“Lighten Up” Explores Comic Coloring

Lighten Up by Ronald Wimberly

Comic artist Ronald Wimberly put out The Prince of Cats through Vertigo a couple of years ago. He’s also drawn and colored some pages for Marvel, an experience he powerfully illustrates in “Lighten Up”, a comic posted at The Nib today. While working on the comics, he was asked by his editor to lighten the skin tone of a Latina character, and he writes about the thoughts that resulted from the request. Wimberly tackles institutional racism and comic coloring in a direct, illustrated fashion, and the use of comics to make his point is a perfect choice. You should read this.

Lighten Up by Ronald Wimberly

You can see more of Wimberly’s art at his Tumblr.


  • Mike

    Well, I’ve read his comic and would say that no, the editor’s question may not have been racist. There’s any number of reasons why an editor would request a colorist to change something. Here’ s what’s not said in his comic– how has the character been represented in the past? Perhaps the editor was interested in continuity with previous versions of the character. While it’s true that colors change under different lighting situations, characters are often presented in the same range of hues most of the time. We don’t know because we’re not told.

    Furthermore, the editor is not adamant about what color the character must be. She states that she has “heard” what the character’s ethnicity is, and she is making a decision based on her impression of what someone has told her. She did not say “I don’t care how she’s been described in the past; this character is now latina and white.” THAT would be racist. Obviously, the colorist has opinions based on color, and that influences how he chooses to add color to characters. if the editor heard latina, and that called to mind a particular image, then she is merely going through the same process the colorist went through. We don’t know what her experience has been with latinas in the past. There may also have been some other aesthetic reason the change was requested. We have very little information to go on.

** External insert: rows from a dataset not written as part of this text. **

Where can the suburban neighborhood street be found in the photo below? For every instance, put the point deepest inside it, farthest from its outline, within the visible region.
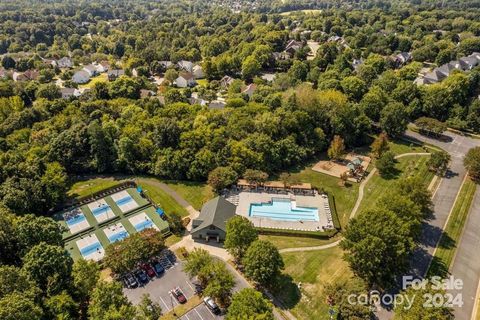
(466, 265)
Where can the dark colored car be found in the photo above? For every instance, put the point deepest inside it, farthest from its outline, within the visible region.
(158, 267)
(130, 281)
(141, 276)
(149, 270)
(210, 303)
(178, 294)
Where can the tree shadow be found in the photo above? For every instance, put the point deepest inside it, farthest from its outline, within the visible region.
(287, 291)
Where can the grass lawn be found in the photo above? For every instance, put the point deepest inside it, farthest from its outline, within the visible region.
(376, 187)
(446, 247)
(196, 193)
(85, 187)
(282, 242)
(100, 78)
(314, 270)
(165, 201)
(202, 82)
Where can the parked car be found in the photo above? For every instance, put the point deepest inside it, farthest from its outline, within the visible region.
(141, 276)
(210, 303)
(149, 270)
(178, 294)
(130, 281)
(157, 266)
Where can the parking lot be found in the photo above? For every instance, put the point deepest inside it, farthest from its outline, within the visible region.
(159, 291)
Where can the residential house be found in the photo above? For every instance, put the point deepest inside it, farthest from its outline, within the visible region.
(226, 81)
(249, 90)
(91, 70)
(293, 46)
(81, 76)
(115, 74)
(184, 80)
(25, 76)
(68, 93)
(185, 65)
(212, 220)
(144, 93)
(198, 72)
(3, 74)
(64, 63)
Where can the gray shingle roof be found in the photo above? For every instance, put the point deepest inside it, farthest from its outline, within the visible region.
(214, 212)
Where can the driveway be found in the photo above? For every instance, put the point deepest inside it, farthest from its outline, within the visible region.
(466, 265)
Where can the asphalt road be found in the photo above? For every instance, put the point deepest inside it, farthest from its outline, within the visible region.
(466, 265)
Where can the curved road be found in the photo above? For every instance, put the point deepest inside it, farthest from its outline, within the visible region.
(361, 189)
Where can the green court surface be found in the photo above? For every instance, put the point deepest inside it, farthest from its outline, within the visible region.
(144, 206)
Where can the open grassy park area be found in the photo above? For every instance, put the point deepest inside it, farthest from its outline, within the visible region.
(447, 245)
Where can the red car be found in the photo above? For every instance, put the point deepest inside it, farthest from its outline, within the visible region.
(149, 270)
(178, 294)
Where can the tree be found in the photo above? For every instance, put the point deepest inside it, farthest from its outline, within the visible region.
(255, 176)
(336, 149)
(263, 263)
(394, 119)
(378, 245)
(49, 266)
(221, 177)
(15, 306)
(219, 281)
(240, 233)
(250, 68)
(386, 163)
(438, 162)
(249, 304)
(148, 309)
(171, 75)
(354, 87)
(380, 145)
(108, 302)
(61, 307)
(85, 276)
(430, 126)
(472, 163)
(125, 254)
(32, 230)
(48, 91)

    The most telling fact that this is not racist is that the colorist made no change and no one cared. If this was an issue of racism, then the art would have come back with instructions to change the color, making the color an important issue. The author of the cartoon would like to read some other reason into it, but more than likely it didn’t matter and no one pressed the issue. Sometime people just make comments because they feel they should to be doing their job. If you look at the message in which the editor identifies the character as latina and white, before that, she says that the art has to get to the printer quickly. So that probably had more to do with the decision to not worry about a non-issue more than white guilt about editors suddenly realizing they should never have said anything about a character’s color.

    I only respond to this because, while I agree that there should be diversity in comics and that there is racism in the industry, as there is in society, no one benefits from splitting hairs to the point that any distinction about recognizing the difference in culture or skin tone is taken as racism. The fact is that the character is a hispanic female. That is diversity. Arguing about how dark she should be to *really* be diverse comes the across as nitpicking that makes petty and undermines actual concerns about these issues. The fact that there are few if any black editors is a more salient point to argue.

  • He does say in his comic how she’s been represented in the past — the editor replies to him that “Melita’s changed over the years”. You’re also mistaken in calling him the “colorist” — he’s an artist who does his own coloring. I also think you have a different understanding of institutional racism than others do.

    While having a hispanic female character (who to my knowledge doesn’t appear any more) might be “diversity”, if she looks the same as the other women in the comic, it doesn’t help. And in my opinion, preferring “continuity” over diversity is why comics is such a mostly-white place.